Yu Pin sonrió torpemente:
—Tal vez sea mejor no molestar al Supervisor Militar.
Xiang Ying no sabía que, aparte de ella, todos los demás estaban aterrorizados por Jie Chen y no se atreverían a hacer tales peticiones presuntuosas.
Para la segunda guardia nocturna, Xiang Ying y los niños ya se habían ido a dormir.
Todo el barco navegaba sobre las olas del río, acompañado solo por los sonidos del agua salpicando.
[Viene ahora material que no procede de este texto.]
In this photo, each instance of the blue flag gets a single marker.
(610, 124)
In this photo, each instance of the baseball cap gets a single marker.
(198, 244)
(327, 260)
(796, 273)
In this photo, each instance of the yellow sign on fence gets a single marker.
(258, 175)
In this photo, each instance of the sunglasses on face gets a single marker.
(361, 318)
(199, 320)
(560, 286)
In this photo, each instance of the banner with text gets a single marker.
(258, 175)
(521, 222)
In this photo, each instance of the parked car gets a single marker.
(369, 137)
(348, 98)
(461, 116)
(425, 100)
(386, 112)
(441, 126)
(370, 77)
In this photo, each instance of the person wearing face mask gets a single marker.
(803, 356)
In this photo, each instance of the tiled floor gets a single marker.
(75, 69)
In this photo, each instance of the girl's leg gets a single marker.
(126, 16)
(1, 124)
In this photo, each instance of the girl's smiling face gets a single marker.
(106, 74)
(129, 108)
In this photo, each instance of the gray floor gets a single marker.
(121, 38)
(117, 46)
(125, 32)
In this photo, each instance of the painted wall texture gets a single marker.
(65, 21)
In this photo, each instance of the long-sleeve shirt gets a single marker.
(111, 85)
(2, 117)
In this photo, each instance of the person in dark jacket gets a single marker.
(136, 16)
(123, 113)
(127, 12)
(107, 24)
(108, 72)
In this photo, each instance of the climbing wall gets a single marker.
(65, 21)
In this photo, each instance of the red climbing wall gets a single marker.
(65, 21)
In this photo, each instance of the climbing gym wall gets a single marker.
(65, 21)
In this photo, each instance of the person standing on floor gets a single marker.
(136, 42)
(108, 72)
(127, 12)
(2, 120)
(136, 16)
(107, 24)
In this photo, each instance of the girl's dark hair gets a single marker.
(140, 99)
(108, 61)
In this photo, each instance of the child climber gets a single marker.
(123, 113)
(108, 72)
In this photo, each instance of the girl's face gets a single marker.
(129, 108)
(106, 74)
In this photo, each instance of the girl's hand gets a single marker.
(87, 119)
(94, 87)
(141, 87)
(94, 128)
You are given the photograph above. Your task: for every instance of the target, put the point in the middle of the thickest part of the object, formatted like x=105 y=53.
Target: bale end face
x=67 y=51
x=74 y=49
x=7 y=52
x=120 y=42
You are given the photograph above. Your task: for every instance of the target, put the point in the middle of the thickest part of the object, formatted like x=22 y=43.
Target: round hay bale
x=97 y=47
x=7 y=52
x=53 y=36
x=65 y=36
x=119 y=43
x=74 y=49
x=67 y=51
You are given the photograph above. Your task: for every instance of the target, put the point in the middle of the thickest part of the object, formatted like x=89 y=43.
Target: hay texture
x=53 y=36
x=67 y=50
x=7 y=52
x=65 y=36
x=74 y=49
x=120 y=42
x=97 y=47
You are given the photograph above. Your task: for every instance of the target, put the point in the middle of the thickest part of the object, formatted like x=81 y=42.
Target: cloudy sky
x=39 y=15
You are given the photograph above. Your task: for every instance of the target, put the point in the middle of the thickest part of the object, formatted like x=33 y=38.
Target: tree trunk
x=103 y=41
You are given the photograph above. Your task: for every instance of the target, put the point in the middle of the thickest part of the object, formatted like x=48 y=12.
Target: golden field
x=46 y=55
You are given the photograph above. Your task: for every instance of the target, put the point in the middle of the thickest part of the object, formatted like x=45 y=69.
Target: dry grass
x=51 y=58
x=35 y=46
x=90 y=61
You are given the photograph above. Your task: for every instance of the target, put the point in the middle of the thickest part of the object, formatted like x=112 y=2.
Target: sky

Los convictos gradualmente se acostumbraron a estar en el barco y durmieron más profundamente que cualquier noche anterior.
Jie Chen patrullaba solo, y al llegar a la mitad del barco, vio una figura que salía disparada de un camarote cercano, chocando directamente contra él.
Jie Chen retrocedió rápidamente.
Pero vio que la persona apenas estaba vestida, la falda delgada revelaba vagamente una elegante silueta.
Xiang Qianqian apareció así ante Jie Chen, se inclinó directamente sobre la barandilla y vomitó, luciendo bastante incómoda.
No fue hasta que no oyó respuesta de Jie Chen que tímidamente levantó los ojos, su ropa convenientemente deslizándose, revelando sus hombros nevados.
Xiang Qianqian estaba llena de pánico:
—Jie Jianjun, yo, yo no choqué contigo, ¿verdad?